The animation problem troubles me too, but what you describe is already a problem, right?

Yes, but now it's harder for me to cheat around this... Which is sort of a good thing, because it wasn't really a clean solution before... But since I don't have new clean solution, this might as well be the main blocking issue...

Jeffrey-Sarnoff commented 8 years ago

@SimonDanisch

You wouldn't really like to do have Point{Liter, Natrium/gram}, just because your data plots the amount of natrium per liter of water, would you?

No, I would not like to be required do this.
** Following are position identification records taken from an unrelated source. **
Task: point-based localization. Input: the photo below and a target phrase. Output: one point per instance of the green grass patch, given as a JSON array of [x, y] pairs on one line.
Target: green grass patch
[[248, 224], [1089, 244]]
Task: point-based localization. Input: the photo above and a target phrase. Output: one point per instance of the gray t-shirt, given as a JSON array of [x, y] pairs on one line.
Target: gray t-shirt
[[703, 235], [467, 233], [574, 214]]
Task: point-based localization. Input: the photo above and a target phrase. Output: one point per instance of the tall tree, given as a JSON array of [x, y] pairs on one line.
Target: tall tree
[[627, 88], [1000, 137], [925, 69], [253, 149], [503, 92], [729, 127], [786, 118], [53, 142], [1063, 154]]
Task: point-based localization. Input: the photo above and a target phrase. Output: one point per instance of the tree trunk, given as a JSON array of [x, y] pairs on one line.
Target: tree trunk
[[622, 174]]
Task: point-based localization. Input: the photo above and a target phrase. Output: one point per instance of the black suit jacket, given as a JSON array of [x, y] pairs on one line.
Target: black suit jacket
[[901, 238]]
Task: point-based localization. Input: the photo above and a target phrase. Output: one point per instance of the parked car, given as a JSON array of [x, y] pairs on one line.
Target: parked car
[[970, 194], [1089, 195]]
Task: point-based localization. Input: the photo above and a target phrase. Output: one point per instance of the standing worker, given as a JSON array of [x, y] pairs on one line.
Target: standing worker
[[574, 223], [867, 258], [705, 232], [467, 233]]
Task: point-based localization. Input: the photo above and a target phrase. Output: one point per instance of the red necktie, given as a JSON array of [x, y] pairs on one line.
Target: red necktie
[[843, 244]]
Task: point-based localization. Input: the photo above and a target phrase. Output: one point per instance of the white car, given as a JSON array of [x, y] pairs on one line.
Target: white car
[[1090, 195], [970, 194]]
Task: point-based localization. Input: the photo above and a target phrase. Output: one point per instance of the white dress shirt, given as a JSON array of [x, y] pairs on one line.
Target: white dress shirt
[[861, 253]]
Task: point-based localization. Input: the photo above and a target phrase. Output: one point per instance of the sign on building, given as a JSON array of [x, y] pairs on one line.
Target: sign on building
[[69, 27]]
Yes, I would very much like to be able to do this in some situations: Point{ TownshipGeocode, Income/household }, just because my data plots the township-relative wealth per household and comes from a relational database holding disaggregated data.
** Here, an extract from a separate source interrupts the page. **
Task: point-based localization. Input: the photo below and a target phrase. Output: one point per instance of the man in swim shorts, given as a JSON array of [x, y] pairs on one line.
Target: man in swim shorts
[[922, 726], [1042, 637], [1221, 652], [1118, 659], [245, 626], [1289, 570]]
Jeffrey-Sarnoff commented 8 years ago

@SimonDanisch For your consideration, an additional capability that would be helpful to design into low level animation support: When animating data to visualize how things change with/through time, the ability to run the animation using differently 'warped' time progressions can be informative. (The time axis is differentially dilated, as given through, e.g. a splined curve or nonuniform frame timestamps sampled from it). It is akin to zooming in on an area of interest in an image.

SimonDanisch commented 8 years ago

using differently 'warped' time progressions can be informative

That should map down to the ability to animate the parameters of time, which should be easily feasible.

Yes, I would very much like to be able to do this in some situations: Point{ TownshipGeocode, Income/household },

My biggest concern with this is that it breaks a lot of assumptions (e.g. what is eltype, promote), while there are totally legitimate workarounds. You already say, they might come from different stores, so there is no immediate need to combine them into a point. Also, it's not the case, that any generic library can do clever things with random combinations of point element types. And if there is a generic library that explicitly utilizes the type information from Point{ TownshipGeocode, Income/household } you can still do this:

immutable TIPoint{N, T} <: FixedVector{N,T}
data::Tuple{TownshipGeocode{T}, Income{T}}
end

Or another approach could be this:

convert{T}(::Type{cm}, x::TownshipGeocode) = cm(x*2.1)
convert{T}(::Type{cm}, x::Income) = cm(x*3.712)

With this, plotting libraries should be able to automatically convert Tuple{TownshipGeocode{T}, Income{T}} to Point{2, cm}....

I think this will keep things sane. The type diversity is already immense as it is!